Kris Hitchen and Katie Proctor in “Sorry We Missed You.” Joss Barratt/Zeitgeist Films

Over the course of an enormously productive half-century career, British filmmaker Ken Loach has been one of cinema’s most reliable narrators of the human experience. His 2016 film “I, Daniel Blake” delivered a devastating critique of the privatized public sector, with Loach’s portrait of a communal safety net disintegrating before the eyes of the film’s heart-rending title character.

Loach evinces the same powers of observation – and his shrewd eye for spotting unknown talent – in “Sorry We Missed You,” in which a working-class family tries to find autonomy and financial security amid the predations of the gig economy. With its depiction of razor-thin margins (commercial and personal), this absorbing and ultimately shattering portrayal of the costs of a late-capitalist system obsessed with convenience, efficiency and nanosecond precision couldn’t be more timely. At a moment when nearly everyone is relying on e-commerce to get by – while being forced to renegotiate the social contract at its most literal – “Sorry We Missed You” serves as a grim reminder that the contract was rigged from the start.

As the film opens, Ricky Turner (Kris Hitchen) is interviewing for a job with a package delivery service, touted by the boss (Ross Brewster) as a self-starter’s dream. Dazzled by promises of independence and generous daily payouts, Ricky agrees to buy one of the company’s white vans, a gambit that immediately puts him into debt to his employer. Thus begins an increasingly breathless race to perform and, finally, just to keep up. While Ricky puts in more and more hours, his wife (Debbie Honeywood) puts in her own hours as a home health-care worker, keeping track of their children (Rhys Stone and Katie Proctor) via texts and voice mails.

Working from a script by frequent collaborator Paul Laverty, Loach ratchets up the tension with nerve-racking intensity. Although the film is set in the dispiriting environs of Newcastle’s most featureless neighborhoods, the filmmaker takes care to inject his own brand of warmth and humor: Fans of Loach’s delightful 2009 comedy “Looking For Eric” will particularly appreciate a hilariously profane argument between Ricky, a die-hard Manchester United fan, with one of his customers.

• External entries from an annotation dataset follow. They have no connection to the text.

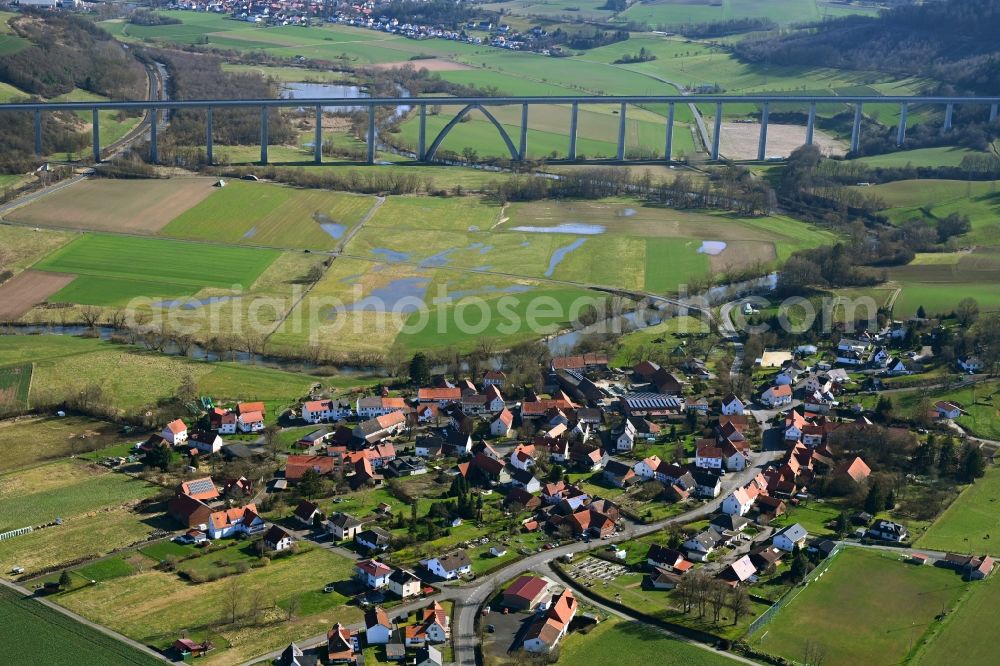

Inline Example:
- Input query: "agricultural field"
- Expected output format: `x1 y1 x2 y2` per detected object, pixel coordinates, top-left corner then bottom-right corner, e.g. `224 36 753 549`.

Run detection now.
0 587 162 666
558 617 737 666
7 177 215 235
751 548 976 666
914 467 1000 554
53 548 361 664
0 363 31 412
911 572 1000 666
162 181 375 250
0 412 120 472
35 234 278 306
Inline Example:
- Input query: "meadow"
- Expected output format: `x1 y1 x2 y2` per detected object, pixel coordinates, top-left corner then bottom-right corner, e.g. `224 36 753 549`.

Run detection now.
0 587 163 666
54 548 361 664
35 234 278 305
751 548 967 666
914 467 1000 554
557 617 736 666
162 181 375 250
0 416 120 472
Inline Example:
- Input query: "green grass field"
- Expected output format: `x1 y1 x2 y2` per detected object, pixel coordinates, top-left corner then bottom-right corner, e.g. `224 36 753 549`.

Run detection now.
0 416 120 472
34 234 278 305
751 548 968 666
914 468 1000 554
0 363 31 414
0 588 162 666
161 181 375 250
558 617 736 666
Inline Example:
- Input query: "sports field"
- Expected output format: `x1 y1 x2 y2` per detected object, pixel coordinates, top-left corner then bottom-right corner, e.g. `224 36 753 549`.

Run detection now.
914 467 1000 554
0 587 163 666
7 177 215 234
0 416 122 472
162 181 375 250
35 234 278 305
54 548 361 664
0 363 31 412
750 548 975 666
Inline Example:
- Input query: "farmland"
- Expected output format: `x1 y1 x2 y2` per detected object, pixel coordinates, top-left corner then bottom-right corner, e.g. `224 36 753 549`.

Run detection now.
163 181 375 250
558 617 736 666
915 468 1000 553
751 548 967 666
55 548 361 664
0 587 162 666
36 234 278 305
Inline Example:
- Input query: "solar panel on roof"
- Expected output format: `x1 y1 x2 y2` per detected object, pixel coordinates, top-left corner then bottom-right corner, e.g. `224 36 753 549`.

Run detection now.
188 479 215 495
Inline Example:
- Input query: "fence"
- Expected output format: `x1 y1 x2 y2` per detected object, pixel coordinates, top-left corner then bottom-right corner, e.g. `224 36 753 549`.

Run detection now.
0 527 35 541
746 543 843 637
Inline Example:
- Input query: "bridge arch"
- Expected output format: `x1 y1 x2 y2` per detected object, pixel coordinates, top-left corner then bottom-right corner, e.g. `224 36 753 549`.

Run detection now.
424 102 521 162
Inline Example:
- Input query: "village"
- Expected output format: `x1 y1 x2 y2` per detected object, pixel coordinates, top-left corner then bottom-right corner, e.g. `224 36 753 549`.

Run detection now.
43 304 994 664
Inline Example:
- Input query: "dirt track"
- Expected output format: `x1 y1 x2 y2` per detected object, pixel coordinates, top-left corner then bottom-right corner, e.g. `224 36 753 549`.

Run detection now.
0 270 76 321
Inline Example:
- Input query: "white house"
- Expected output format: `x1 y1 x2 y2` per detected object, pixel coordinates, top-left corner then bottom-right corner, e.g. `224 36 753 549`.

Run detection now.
721 488 753 516
722 393 744 416
421 550 472 580
264 525 295 553
365 606 392 645
771 523 809 553
354 560 392 590
160 419 188 446
760 384 792 409
302 400 351 423
188 431 222 454
632 456 663 480
615 419 635 451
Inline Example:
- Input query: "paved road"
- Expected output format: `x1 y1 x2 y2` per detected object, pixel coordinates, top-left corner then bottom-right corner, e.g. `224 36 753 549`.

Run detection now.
452 452 780 666
0 578 174 664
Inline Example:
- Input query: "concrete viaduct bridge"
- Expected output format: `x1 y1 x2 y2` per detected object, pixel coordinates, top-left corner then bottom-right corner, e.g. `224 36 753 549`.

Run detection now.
0 95 1000 164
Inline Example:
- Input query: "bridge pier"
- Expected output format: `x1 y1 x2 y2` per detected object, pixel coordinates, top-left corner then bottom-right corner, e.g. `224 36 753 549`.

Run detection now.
517 104 528 162
757 102 771 162
260 106 268 164
313 104 323 164
91 107 101 164
806 102 816 146
896 102 910 146
710 102 722 160
205 107 215 165
663 102 674 162
417 104 427 162
851 102 864 153
35 109 42 155
149 109 160 164
368 104 375 164
567 102 580 160
617 102 626 162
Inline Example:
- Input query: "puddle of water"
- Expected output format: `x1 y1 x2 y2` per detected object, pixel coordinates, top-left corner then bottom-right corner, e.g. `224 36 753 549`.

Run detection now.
698 241 726 257
150 296 233 310
330 277 431 319
372 247 410 264
545 238 587 277
513 222 605 236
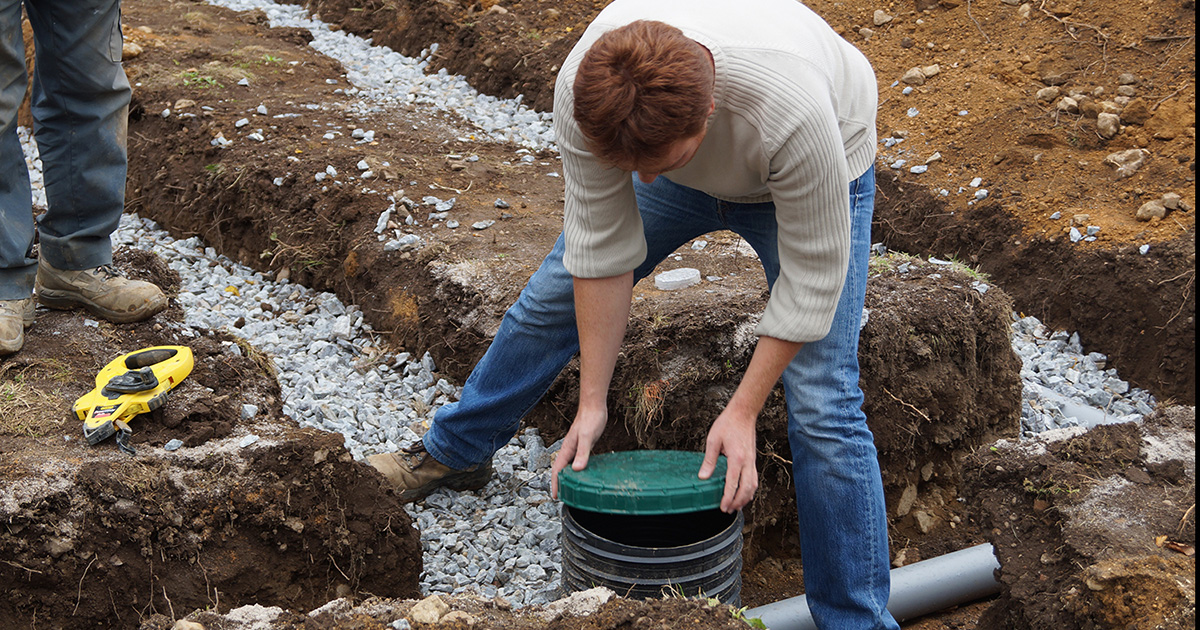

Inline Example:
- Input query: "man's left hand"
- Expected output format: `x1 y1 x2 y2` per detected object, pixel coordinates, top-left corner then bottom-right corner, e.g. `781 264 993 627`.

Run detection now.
700 407 758 514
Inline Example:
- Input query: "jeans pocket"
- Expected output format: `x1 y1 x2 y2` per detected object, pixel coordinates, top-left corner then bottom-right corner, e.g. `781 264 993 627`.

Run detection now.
108 13 125 64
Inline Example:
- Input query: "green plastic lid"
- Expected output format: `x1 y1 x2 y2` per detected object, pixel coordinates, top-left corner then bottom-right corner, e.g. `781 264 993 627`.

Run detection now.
558 450 726 515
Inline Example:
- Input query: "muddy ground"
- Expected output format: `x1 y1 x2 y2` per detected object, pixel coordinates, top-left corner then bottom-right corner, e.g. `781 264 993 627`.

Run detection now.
0 0 1195 630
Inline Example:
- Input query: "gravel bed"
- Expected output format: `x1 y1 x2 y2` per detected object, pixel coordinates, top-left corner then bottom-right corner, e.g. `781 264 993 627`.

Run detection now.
9 0 1156 606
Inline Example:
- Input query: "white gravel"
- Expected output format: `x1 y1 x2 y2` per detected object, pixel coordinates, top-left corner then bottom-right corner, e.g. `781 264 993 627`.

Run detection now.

The putative subject of “Sorry We Missed You” is the surveillance economy and the current state of labor. (“What happened to the 8-hour day?” a former union organizer laments at one point.) But the heart and soul of the film is Ricky’s family, which comes dangerously close to fraying beyond repair. With her alert, spirited performance, Proctor is the film’s breakout star, her young Liza Jane observing the chaos engulfing her parents with barely contained distress.

As small catastrophes cascade into bigger ones, “Sorry We Missed You” takes on the usual contours of a Ken Loach film. He’s too honest to deliver false happy endings, but he doesn’t slather on the melodrama for sentimentality’s sake. In this unsparing but deeply compassionate film, viewers get a chance to see the fatigue, stress and bewilderment of modern life for what they are: not the regrettable side effects of market-driven progress, but the results of cynicism and greed, and the unfathomable human cost of wanting what we want, right now.